Looking for hidden kilos and dollars

Hill country farmers need to remember their main job is to cost effectively turn grass into saleable beef.

In Business7 Minutes


 By Peter Andrew.

To say our beef farming world is under some pressure at present would be the understatement of the century.

Our beef market lacks enthusiasm and New Zealand farming has an invasion of high interest rates and production costs, and now the odd cyclone thrown in just to keep us all standing on our absolute tippy toes.

It is important to not only survive the ride, but land squarely on your feet and learn from every sniff of the experience.

Only from learning will we be able to build more resilient beef farming systems and farming policies.

What does resilience mean?

I think it was Pita Alexander who said, “No, money is not the most important thing in the world, but it comes a close second to oxygen.”

Resilience can mean earning lots of money from hot policies such as bull beef in the good times so you have a strong cash position when tough times call.

We must remember that our main job with hill country farming is to cost effectively turn grass into as much saleable beef as is possible.

So where are some of the opportunities and where is some of slippage in our beef systems?

Are high nitrogen prices trying to tell us a lesson? We need to continue to try to maximise the amount of clover in our pastures to drive the amount of natural nitrogen that is fixed.

Creating and maintaining low-cost healthy pastures are key drivers going into or out of troubled times.

Are high trucking costs trying to teach us all a lesson?

Shifting young surplus dairy animals around NZ at 120kg liveweight, it is conceptually important for many of the country’s beef finishing policies.

However, conceptually from then on, as much beef as possible should be finished within a farm and within a region. An animal only has so much value, so why not try to capture as much of it as possible before it leaves?

If you are spending $40 a head trucking 18-month-old cattle, it is going to take the first two to three weeks of growth to recover that cost. This is before you consider the stress associated with loading, unloading, and trucking over our hilly back-country roads. Stress is so hard to measure in this situation and may present itself as subtlety as increased vulnerability to health issues such as parasitism.

A few years back I went to Australia with a group of local beef farmers as part of the Beef Profit Partnership programme. It was a great opportunity to relieve some personal stress. It was also an opportunity to understand the huge impact of stress in growing beef.

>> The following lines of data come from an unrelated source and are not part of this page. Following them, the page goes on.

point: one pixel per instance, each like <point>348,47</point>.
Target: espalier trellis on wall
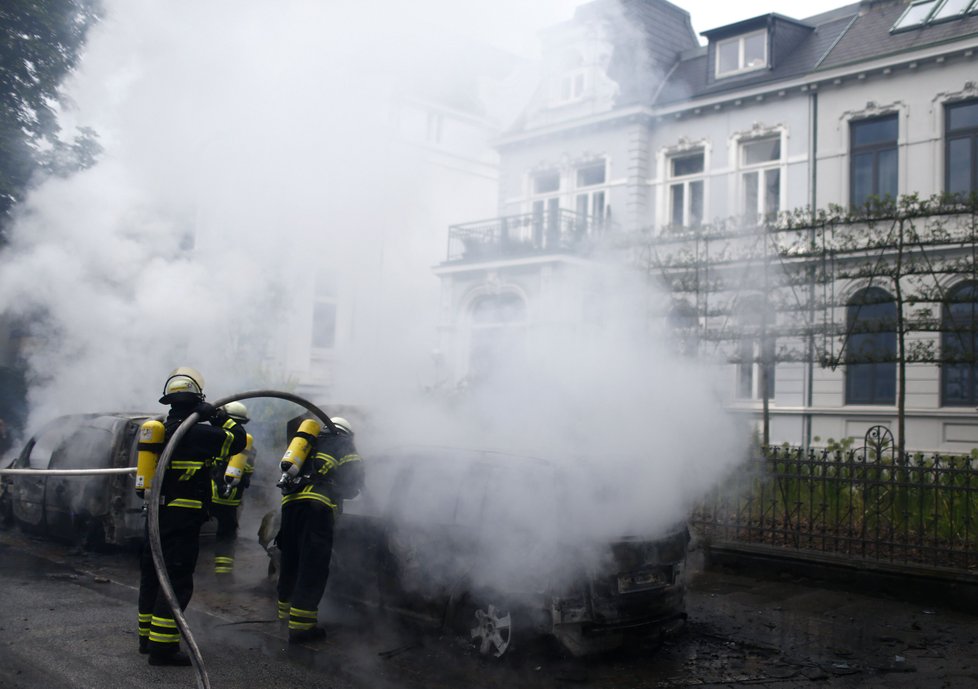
<point>786,282</point>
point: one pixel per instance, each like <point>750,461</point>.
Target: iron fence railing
<point>559,231</point>
<point>868,504</point>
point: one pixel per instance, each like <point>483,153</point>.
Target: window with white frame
<point>324,313</point>
<point>873,160</point>
<point>756,351</point>
<point>760,178</point>
<point>589,202</point>
<point>961,148</point>
<point>497,328</point>
<point>739,54</point>
<point>546,207</point>
<point>687,189</point>
<point>570,81</point>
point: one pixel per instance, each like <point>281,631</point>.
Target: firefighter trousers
<point>180,541</point>
<point>225,538</point>
<point>306,542</point>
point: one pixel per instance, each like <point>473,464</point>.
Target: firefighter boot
<point>173,658</point>
<point>298,636</point>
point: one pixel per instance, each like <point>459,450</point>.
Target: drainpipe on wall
<point>813,203</point>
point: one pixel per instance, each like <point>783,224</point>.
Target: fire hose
<point>153,505</point>
<point>153,502</point>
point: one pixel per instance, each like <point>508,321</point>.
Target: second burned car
<point>484,543</point>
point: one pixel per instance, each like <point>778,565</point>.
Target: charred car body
<point>486,543</point>
<point>93,510</point>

Australia has long had some wild beef breeds and plenty of wide-open spaces to miss out on human interaction. Problems arose when many of the steers and heifers headed towards feedlots to be finished.

Yard weaning

Stress was seen as a constant issue that had the potential to erode growth and profits. The feedlots visited were a great opportunity to look at relative growth rates combined with the huge cost of feeding. All the feedlots we saw would not accept animals unless they had been yard weaned as calves.

On return to NZ, yard weaning was adopted by many of the group and it is now a well-established practice by many farmers to build a positive relationship between young cattle and humans.

Further emphasis on the removal of stress in Australia was demonstrated by their focus on using flight time in stud genetic selection. Flight time is a measurement of a beef animal’s natural nervousness whilst in the yards and around people.

Now our top operators are trying to take reduced stress management practices out into the paddock.

Over the past 20 years our stud breeders in NZ have made huge progress in creating quieter genetics.

Optimising breeding

On most farms I visit there is opportunity for a 5% increase in the calf crop. This could simply be achieved by moving the heifer-mate date later to coincide with the cows.

To take out some risk, the heifers could be mated for three cycles, then foetal age the calves at pregnancy diagnosis to potentially take out the last cycle.

There is also a 5% opportunity to increase calf survival by selecting the right calving paddock or calving behind a wire.

This is also a good time to get into some monitoring and weighing of your growing cattle. It starts the discussion about how we can make all of them as heavy as the best.

In good times we tend to drift into lazy practices and beef policies that often suit us rather than suiting optimised cattle production.

Now is a good time to look for the hidden kilograms and the hidden dollars inside your beef policy to build a more resilient business for the future.

  • Peter Andrew is an AgFirst agribusiness consultant based in Gisborne.